ABSTRACT
The role of glycoprotein E (gE) and gI of Marek's disease virus serotype 1 (MDV-1) for growth in cultured cells was investigated. MDV-1 mutants lacking either gE (20ΔgE), gI (20ΔgI), or both gE and gI (20ΔgEI) were constructed by recE/T-mediated mutagenesis of a recently established infectious bacterial artificial chromosome (BAC) clone of MDV-1 (D. Schumacher, B. K. Tischer, W. Fuchs, and N. Osterrieder, J. Virol. 74:11088–11098, 2000). Deletion of either gE or gI, which form a complex in MDV-1-infected cells, resulted in the production of virus progeny that were unable to spread from cell to cell in either chicken embryo fibroblasts or quail muscle cells. This was reflected by the absence of virus plaques and the detection of only single infected cells after transfection, even after coseeding of transfected cells with uninfected cells. In contrast, growth of rescuant viruses, in which the deleted glycoprotein genes were reinserted by homologous recombination, was indistinguishable from that of parental BAC20 virus.

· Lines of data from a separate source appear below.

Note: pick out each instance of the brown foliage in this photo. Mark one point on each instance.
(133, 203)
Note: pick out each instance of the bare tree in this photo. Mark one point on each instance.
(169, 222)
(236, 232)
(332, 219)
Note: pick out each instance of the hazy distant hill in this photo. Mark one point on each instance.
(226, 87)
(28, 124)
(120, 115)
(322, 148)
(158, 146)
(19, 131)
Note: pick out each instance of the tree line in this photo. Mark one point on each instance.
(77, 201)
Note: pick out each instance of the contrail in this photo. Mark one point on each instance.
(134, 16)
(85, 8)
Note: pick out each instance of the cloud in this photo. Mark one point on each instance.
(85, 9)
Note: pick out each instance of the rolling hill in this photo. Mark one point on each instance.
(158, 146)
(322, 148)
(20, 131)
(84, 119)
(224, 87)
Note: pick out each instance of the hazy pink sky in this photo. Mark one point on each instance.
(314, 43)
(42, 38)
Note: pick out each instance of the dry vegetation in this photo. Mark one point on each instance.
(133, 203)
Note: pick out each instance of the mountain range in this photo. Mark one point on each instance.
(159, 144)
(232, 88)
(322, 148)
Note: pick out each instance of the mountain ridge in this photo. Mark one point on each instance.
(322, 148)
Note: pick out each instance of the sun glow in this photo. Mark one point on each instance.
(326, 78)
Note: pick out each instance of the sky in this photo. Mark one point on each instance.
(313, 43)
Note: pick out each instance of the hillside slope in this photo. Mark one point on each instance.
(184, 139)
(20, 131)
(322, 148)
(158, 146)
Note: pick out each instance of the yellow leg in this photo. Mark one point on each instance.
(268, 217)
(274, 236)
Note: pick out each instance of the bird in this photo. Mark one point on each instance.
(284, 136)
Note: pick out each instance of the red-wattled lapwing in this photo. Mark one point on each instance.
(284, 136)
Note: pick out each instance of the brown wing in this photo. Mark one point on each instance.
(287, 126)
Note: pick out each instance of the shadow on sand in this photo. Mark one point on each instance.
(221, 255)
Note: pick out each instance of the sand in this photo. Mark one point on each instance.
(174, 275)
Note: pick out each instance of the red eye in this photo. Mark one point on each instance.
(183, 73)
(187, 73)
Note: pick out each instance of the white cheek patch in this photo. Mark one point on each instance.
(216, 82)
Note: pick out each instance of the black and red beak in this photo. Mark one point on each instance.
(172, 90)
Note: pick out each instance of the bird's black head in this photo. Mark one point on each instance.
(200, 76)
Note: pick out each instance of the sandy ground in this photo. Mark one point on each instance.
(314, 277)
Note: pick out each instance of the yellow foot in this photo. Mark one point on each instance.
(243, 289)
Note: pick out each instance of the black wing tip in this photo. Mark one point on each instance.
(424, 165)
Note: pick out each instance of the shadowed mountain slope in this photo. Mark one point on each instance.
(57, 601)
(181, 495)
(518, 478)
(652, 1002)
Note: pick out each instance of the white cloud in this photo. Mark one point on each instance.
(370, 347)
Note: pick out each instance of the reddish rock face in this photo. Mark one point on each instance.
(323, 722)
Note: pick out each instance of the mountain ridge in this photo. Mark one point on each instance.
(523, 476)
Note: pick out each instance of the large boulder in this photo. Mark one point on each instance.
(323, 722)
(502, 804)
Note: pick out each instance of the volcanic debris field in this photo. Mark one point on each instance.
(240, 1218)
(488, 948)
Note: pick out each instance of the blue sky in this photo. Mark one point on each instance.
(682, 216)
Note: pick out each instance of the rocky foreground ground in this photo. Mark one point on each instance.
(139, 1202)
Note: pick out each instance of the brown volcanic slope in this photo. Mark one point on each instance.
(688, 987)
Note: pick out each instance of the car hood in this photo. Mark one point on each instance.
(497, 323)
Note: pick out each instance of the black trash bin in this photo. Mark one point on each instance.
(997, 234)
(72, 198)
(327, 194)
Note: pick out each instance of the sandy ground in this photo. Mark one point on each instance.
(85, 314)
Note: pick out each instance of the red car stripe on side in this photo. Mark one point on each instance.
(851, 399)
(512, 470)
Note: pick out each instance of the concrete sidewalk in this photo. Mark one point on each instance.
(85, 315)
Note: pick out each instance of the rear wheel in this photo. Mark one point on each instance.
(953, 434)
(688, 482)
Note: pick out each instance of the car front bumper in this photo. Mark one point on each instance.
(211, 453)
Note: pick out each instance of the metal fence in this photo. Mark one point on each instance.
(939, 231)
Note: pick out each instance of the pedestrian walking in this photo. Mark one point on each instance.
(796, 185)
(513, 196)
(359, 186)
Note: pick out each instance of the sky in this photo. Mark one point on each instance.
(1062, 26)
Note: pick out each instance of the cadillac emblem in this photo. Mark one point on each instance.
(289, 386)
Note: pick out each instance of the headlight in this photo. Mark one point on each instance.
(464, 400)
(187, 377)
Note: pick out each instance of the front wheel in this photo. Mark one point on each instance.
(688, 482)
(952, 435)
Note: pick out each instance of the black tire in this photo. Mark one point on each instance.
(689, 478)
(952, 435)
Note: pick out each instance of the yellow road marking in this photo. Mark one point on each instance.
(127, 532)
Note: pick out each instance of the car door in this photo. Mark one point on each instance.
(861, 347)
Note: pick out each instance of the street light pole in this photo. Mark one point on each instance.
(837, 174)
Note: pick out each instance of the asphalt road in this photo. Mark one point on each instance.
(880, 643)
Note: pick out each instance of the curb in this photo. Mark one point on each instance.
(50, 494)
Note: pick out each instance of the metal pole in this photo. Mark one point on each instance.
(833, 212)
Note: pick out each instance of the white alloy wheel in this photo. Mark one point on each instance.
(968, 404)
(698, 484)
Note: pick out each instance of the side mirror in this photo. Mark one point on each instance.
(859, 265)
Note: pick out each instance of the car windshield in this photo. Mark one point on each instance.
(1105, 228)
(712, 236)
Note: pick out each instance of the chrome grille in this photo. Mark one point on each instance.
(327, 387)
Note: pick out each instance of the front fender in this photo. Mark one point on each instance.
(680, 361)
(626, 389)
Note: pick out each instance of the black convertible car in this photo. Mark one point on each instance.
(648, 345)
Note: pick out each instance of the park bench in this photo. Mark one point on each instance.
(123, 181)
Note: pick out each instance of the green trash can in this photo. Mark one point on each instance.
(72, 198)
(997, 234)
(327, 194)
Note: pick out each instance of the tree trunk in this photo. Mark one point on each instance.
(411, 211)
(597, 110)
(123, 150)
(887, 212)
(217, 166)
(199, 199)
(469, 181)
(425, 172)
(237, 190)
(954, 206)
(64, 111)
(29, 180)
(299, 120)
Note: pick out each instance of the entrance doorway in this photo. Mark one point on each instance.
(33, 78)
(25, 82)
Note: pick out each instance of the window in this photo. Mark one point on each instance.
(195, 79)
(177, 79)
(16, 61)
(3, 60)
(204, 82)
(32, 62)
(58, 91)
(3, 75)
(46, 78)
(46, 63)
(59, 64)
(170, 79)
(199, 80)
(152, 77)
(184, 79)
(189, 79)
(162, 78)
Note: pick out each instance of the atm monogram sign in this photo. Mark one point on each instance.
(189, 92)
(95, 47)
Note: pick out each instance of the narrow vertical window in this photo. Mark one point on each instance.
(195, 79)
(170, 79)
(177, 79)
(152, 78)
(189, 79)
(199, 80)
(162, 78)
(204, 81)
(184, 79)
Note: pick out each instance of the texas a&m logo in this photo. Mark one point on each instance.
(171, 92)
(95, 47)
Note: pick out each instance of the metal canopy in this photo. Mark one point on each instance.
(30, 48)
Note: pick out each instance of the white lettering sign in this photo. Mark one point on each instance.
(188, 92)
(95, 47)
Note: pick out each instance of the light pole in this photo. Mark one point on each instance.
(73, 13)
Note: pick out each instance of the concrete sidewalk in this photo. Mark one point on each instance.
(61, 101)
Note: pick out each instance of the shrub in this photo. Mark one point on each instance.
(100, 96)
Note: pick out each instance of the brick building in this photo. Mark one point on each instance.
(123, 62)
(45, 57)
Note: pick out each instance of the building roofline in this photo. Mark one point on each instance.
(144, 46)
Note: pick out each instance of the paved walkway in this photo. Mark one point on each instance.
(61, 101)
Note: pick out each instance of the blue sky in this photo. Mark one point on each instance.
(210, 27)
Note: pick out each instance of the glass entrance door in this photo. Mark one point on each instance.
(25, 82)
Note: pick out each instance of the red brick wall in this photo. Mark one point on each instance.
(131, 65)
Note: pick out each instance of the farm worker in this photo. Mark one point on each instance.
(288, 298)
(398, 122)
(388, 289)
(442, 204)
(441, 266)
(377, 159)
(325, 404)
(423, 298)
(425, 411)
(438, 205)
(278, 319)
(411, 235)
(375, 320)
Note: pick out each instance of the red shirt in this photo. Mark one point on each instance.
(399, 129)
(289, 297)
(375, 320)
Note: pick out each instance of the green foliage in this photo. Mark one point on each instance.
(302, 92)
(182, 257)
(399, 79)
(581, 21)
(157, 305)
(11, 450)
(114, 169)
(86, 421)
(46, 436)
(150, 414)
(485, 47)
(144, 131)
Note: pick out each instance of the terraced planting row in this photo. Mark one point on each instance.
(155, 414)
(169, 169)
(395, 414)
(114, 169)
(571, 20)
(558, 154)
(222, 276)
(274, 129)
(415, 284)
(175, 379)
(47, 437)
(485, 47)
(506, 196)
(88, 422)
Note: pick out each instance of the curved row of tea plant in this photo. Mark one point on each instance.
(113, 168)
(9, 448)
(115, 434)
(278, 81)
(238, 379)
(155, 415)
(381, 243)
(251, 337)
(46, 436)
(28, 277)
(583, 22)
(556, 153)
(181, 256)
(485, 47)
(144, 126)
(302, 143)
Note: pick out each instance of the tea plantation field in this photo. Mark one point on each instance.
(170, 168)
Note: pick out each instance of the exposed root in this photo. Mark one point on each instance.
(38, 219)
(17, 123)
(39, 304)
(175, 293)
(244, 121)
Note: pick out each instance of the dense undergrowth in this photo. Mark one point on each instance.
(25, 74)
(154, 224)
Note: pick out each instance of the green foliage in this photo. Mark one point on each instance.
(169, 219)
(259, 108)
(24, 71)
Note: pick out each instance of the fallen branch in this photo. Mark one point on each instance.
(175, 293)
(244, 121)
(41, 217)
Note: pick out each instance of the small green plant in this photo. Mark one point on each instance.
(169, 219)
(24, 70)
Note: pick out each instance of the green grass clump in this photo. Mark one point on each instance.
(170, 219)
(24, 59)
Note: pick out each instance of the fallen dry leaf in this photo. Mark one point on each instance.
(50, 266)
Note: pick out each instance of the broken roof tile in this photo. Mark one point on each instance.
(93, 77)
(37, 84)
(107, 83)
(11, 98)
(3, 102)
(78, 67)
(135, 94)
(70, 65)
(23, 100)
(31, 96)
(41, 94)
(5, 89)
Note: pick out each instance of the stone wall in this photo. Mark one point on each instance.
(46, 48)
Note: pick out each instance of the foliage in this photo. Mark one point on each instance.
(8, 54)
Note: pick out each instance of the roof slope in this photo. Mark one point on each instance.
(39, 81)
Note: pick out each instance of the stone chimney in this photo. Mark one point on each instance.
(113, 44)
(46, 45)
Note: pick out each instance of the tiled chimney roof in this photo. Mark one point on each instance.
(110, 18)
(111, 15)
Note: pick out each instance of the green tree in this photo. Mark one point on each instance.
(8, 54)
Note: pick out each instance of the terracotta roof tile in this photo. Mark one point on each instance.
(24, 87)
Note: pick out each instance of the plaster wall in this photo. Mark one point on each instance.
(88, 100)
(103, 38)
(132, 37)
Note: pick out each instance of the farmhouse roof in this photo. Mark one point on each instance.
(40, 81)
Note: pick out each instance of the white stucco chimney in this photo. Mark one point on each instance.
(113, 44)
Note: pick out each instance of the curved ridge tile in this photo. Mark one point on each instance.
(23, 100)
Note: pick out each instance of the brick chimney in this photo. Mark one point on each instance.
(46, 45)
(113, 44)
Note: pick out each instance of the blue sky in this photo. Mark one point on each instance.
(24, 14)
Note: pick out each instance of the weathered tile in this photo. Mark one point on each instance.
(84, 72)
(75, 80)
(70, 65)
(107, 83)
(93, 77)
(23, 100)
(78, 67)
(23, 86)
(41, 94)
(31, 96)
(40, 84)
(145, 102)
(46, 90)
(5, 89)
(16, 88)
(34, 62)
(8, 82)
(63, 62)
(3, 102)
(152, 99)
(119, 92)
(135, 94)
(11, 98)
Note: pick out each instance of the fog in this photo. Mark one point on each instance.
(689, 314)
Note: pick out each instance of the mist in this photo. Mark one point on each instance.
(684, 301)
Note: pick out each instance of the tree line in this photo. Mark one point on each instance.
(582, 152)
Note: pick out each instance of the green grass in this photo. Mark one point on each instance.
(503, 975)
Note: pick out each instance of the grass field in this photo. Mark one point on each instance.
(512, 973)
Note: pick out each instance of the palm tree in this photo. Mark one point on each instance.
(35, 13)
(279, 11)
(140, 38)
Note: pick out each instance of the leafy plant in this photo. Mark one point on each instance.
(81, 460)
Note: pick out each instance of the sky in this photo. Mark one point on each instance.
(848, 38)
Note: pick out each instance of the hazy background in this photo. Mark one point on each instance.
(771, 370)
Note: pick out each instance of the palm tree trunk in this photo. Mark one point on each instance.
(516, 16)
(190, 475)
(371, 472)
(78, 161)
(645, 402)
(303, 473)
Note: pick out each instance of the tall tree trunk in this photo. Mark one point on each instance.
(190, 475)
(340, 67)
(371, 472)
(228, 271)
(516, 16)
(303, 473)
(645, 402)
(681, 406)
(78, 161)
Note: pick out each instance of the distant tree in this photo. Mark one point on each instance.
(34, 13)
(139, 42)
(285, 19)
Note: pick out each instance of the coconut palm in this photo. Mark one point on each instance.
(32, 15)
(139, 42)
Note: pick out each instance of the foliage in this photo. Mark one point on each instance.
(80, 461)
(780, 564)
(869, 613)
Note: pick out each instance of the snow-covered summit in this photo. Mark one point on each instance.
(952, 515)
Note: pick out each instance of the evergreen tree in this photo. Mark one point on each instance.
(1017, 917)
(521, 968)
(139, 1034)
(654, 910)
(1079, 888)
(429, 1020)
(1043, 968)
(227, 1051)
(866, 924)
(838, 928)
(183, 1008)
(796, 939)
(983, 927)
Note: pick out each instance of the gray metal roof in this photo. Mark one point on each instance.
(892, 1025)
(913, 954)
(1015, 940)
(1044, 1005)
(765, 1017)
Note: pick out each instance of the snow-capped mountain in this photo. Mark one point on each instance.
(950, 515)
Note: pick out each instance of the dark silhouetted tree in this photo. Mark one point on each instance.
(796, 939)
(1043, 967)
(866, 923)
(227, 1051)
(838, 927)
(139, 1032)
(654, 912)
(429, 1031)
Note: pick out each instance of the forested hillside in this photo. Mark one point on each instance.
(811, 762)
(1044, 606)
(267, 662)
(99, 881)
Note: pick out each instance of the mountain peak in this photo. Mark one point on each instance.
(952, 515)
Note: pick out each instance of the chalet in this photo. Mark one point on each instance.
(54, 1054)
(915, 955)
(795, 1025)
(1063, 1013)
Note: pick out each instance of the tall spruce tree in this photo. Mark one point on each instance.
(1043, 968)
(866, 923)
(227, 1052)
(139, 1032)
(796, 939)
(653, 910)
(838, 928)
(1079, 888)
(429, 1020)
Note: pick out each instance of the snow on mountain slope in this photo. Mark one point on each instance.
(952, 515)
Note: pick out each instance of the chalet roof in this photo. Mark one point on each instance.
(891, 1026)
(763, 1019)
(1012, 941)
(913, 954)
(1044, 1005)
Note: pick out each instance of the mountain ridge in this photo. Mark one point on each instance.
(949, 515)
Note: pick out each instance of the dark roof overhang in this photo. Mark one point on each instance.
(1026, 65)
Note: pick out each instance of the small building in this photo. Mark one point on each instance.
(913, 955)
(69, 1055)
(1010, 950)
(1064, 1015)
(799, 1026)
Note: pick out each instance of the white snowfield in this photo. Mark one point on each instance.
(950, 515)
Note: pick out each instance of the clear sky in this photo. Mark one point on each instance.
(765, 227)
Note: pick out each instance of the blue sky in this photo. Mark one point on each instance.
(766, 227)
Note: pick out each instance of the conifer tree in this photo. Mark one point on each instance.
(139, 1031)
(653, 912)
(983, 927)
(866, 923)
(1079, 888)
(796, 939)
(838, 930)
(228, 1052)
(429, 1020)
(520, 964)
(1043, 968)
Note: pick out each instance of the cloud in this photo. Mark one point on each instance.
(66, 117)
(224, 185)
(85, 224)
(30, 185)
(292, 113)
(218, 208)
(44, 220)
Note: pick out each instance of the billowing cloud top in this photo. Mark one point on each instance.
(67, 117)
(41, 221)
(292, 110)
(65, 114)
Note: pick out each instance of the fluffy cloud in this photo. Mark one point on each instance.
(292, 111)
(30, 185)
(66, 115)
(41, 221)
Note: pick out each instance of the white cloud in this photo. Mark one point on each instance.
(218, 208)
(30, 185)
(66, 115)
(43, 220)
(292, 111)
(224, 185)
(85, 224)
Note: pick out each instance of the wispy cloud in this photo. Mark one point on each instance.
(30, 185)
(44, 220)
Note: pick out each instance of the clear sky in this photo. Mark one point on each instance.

In addition, the 20ΔgE mutant virus was able to spread from cell to cell when cotransfected into chicken embryo fibroblasts with an expression plasmid encoding MDV-1 gE, and the 20ΔgI mutant virus exhibited cell-to-cell spread capability after cotransfection with a gI expression plasmid. The 20ΔgEI mutant virus, however, was not able to spread in the presence of either a gE or gI expression plasmid, and only single infected cells were detected by indirect immunofluorescence. The results reported here demonstrate for the first time that both gE and gI are absolutely essential for cell-to-cell spread of a member of the Alphaherpesvirinae.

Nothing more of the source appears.